Nope. See above. It also removes register saves and restores.

>Paging effects and I-cache effects are difficult to determine in
>advance.  You get better locality with inlining, but you also get
>bulkier code.  Consider also the effect of inlining a very small routine
>(a favorite choice).  With the non-inlined version, the routine might
>remain in cache (or paged in) for extended periods, perhaps being
>called from many different call sites.  In the inlined case,
>each call site would have it's own copy and require more cache
>lines or pages.

Yes, it is clearly a user-mode CPU time vs. memory space tradeoff...

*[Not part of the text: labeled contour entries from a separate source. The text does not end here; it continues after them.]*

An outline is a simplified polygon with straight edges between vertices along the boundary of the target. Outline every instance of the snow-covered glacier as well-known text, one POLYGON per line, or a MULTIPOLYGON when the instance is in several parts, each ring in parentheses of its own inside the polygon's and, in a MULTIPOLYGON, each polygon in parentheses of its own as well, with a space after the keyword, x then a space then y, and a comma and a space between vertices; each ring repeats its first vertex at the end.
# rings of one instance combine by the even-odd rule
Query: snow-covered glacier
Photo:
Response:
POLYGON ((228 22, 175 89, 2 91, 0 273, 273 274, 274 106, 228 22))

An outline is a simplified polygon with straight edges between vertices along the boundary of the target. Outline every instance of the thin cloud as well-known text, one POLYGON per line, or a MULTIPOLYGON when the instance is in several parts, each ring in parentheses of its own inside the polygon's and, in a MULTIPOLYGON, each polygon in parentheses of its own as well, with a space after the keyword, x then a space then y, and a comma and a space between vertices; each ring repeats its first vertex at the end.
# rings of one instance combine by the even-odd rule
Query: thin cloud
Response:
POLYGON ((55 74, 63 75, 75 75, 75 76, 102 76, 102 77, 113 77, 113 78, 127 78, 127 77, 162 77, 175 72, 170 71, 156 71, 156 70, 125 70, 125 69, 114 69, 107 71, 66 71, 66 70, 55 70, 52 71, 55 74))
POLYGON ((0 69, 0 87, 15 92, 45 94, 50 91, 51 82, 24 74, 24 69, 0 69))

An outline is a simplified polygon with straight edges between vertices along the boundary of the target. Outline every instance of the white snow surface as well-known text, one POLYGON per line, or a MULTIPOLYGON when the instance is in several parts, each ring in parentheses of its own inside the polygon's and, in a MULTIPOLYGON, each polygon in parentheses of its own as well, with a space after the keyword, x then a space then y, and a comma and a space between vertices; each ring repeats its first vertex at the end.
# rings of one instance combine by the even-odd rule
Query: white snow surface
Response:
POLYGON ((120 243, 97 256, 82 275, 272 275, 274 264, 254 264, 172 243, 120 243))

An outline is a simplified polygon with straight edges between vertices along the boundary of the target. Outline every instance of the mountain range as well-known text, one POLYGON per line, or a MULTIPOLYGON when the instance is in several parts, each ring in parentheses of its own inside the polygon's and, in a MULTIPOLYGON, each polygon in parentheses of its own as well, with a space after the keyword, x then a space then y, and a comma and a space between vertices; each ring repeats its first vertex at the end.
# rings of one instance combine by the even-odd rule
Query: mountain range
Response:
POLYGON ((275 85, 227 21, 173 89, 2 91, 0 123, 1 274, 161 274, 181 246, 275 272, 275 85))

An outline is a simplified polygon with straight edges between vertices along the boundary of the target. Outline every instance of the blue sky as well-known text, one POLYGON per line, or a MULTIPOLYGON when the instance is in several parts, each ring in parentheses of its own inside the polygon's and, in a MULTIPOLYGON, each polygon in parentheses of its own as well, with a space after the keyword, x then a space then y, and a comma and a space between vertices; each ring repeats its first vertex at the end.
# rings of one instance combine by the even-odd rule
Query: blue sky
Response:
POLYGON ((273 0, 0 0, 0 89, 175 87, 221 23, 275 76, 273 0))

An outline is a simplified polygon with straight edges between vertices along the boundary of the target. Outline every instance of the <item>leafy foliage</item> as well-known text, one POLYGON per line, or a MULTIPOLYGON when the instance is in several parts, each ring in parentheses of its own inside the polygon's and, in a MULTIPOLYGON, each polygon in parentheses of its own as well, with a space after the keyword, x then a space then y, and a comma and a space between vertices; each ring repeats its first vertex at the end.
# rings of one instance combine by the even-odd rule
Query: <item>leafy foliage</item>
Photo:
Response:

>Best seems to be experimentation with your own <system,compiler,application>.

I second that. The problem is that many environments do not offer a tool
like the Afterburner with which to experiment...

Disclaimer: the above are my opinions and not necessarily my employer's...

Mark Chojnacki, Network Applications, SCO Canada, Inc. (416) 922-1937
mark@sco.com                          (formerly HCR Corporation)
or ..!uunet!scocan!mark               Toronto, Ontario, Canada

fouts@bozeman.ingr.com (Martin Fouts) (07/18/90)

In article <138349@sun.Eng.Sun.COM> lm@snafu.Sun.COM (Larry McVoy) writes:

   In article <1990Jul3.215128.23026@portia.Stanford.EDU> dhinds@portia.Stanford.EDU (David Hinds) writes:
   >    Geez, is this a cheap shot, or what?  FORTRAN has its weaknesses,
   >but inefficiency is not one of them.  I know of no other language that
   >can be as effectively optimized.  

   Yeah, I used to like fortran pretty well.  I have before me "Programmers Guide
   to Fortran 90" which contains things, such as pointers, that make me wonder
   if this is going to make fortran an uninteresting language.

A few years ago I translated the Livermore Loops from Fortran to
semantically equivalent C.  On every machine I ran both version on,
the C version produced correct results faster than the Fortran
version.   Every machine includes:  Cray 2, X/MP and Y/MP, Amdahl
5880, Sun 3, SGI Iris 4D, Vax running BSD, Convex, and Alliant.  That
was a few years ago, and I am sure some improvements have been made in
Fortran compilers since then. (;-)

There are parts of Fortran which are very easy to optimize.  There are
parts which are harder to optimize.  The same is true for other
languages.  The trick with Fortran is that being a smaller language it
has fewere of the latter.  I can write very efficient code in C, and I
can write horrible code in Fortran; so, in another sense the old saw
"You can write Fortran in any language" is as true about efficiency as
about anything else.

Marty
--
Martin Fouts

 UUCP:  ...!pyramid!garth!fouts  ARPA:  apd!fouts@ingr.com
PHONE:  (415) 852-2310            FAX:  (415) 856-9224
 MAIL:  2400 Geng Road, Palo Alto, CA, 94303

If you can find an opinion in my posting, please let me know.
I don't have opinions, only misconceptions.